Revealed: the truth behind 'sweet little old tax rebel'

Andrew Johnson
Sunday 22 February 2004 01:00 GMT

As she tottered out of magistrates court last week, Elizabeth Winkfield, 4ft 10in tall and 83 years old, stepped into the limelight as a figurehead for a growing revolt against council tax charges up and down the country.

Her refusal to pay £98 of her £747 council tax bill was greeted with cheers by supporters and has made her a martyr to a people's revolt gathering momentum. But The Independent on Sunday can reveal that publicity surrounding the case of Ms Winkfield was no fluke. Her very public court appearance is owed at least in part to behind-the-scenes engineering by the UK Independence Party - a minority right-wing political party that wants to see Britain pull out of Europe.

Ms Winkfield is a member of the UKIP, as is another pensioner who also made headlines last month when he refused to pay up. Last week's action was co-organised by the Devon Pensioners Action Forum - run by Albert Venison, 78, who has addressed UKIP meetings - and the UKIP itself.

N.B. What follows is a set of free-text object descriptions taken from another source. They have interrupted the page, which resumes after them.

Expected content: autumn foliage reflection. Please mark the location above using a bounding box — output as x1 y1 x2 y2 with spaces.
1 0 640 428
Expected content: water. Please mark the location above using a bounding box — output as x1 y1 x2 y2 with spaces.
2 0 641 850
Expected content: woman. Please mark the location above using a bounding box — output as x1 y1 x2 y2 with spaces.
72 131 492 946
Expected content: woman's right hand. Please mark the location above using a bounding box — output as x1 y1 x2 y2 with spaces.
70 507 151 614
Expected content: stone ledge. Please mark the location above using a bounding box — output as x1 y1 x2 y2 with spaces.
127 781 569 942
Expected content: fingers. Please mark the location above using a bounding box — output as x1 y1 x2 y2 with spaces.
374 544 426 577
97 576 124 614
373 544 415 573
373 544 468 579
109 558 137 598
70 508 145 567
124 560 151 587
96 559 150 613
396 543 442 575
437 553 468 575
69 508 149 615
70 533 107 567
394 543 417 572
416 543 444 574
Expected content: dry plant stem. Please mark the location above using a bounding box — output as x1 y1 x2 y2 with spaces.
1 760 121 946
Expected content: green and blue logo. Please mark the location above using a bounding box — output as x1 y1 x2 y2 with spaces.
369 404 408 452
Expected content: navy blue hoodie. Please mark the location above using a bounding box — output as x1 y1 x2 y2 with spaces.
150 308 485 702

John Kelly, a regional spokesman for the UKIP, said: "We are giving £11bn a year to the European Union. The issue with council tax is that the Government wants to set up regional assemblies. In the South-west, £1m of the £5m cost will be levied on the district council. It's a tax by stealth. They are making council tax payers support a political experiment. We had a public meeting in Axminster this month and Albert Venison spoke on our platform. But we are absolutely not trying to take over."

Ms Winkfield, from Westward Ho! in Devon, had not expected the legions of national newspaper and television reporters. Nor had she anticipated the large crowd of placard-waving supporters - half of whom are thought to be from the UKIP.

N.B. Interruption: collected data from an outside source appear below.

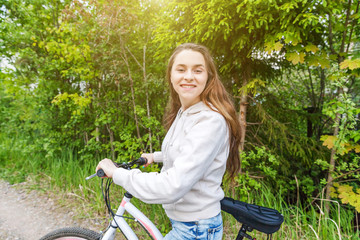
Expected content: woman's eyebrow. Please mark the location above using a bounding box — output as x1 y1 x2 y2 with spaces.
175 63 205 68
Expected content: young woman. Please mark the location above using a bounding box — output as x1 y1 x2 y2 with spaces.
96 43 241 239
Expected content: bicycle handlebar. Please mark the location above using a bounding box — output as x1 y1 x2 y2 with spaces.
86 157 148 180
96 169 105 177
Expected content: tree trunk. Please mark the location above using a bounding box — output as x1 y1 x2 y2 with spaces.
106 123 115 160
237 59 252 172
125 45 153 152
122 51 141 139
143 46 153 152
239 93 248 152
96 81 101 142
324 87 343 214
238 59 251 152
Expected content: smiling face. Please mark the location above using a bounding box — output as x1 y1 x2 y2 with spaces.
170 50 208 110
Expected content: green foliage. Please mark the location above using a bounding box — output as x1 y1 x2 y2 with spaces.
242 146 280 178
232 146 280 200
52 91 92 116
321 68 360 154
331 183 360 213
318 67 360 213
340 59 360 70
1 0 167 163
1 0 360 237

Ms Winkfield told The Independent on Sunday: "If I'd known what was going to happen I would have been terrified out of my wits. I was only expecting one or two people from the local press."

Friends say it was a claim at a UKIP meeting that a proportion of Ms Winkfield's council tax ends up in European coffers that sparked her anger over the council tax. "I told the UKIP and the action forum that I was going, and they must have told other people," she said. "I didn't ask them for any help or advice. Money going to Europe is one of the things I'm concerned about.The expenses of the council leader is four times my income. But if I was a millionaire I'd say the same."

Another pensioner, Fred Estall, 80, from Southampton, who appeared in court last month for non-payment of his council tax, is also a UKIP member. "I'm involved in the council tax campaign because of the UKIP," he said. "We're trying to get involved in local government, to get ourselves known. The council tax campaign was a good chance to get involved with the community, and so it turned out to be. It did start from my UKIP work, but I'm a member of the Meon Valley Action Group and that work is non-political."

The national campaign against high council tax rises is called Is It Fair? and affiliates local groups. It began last year when retired army major John Melsom and his wife Christine, from Hampshire, gave an interview to their local paper when council tax went up by 15 per cent. That led to a website, which quickly resulted in a national campaign.

"I never expected it to become so big," she said. "But no party politics are allowed. There is no political affiliation, although we've had a few of the smaller parties trying to jump on the bandwagon. But we've said no to all of them."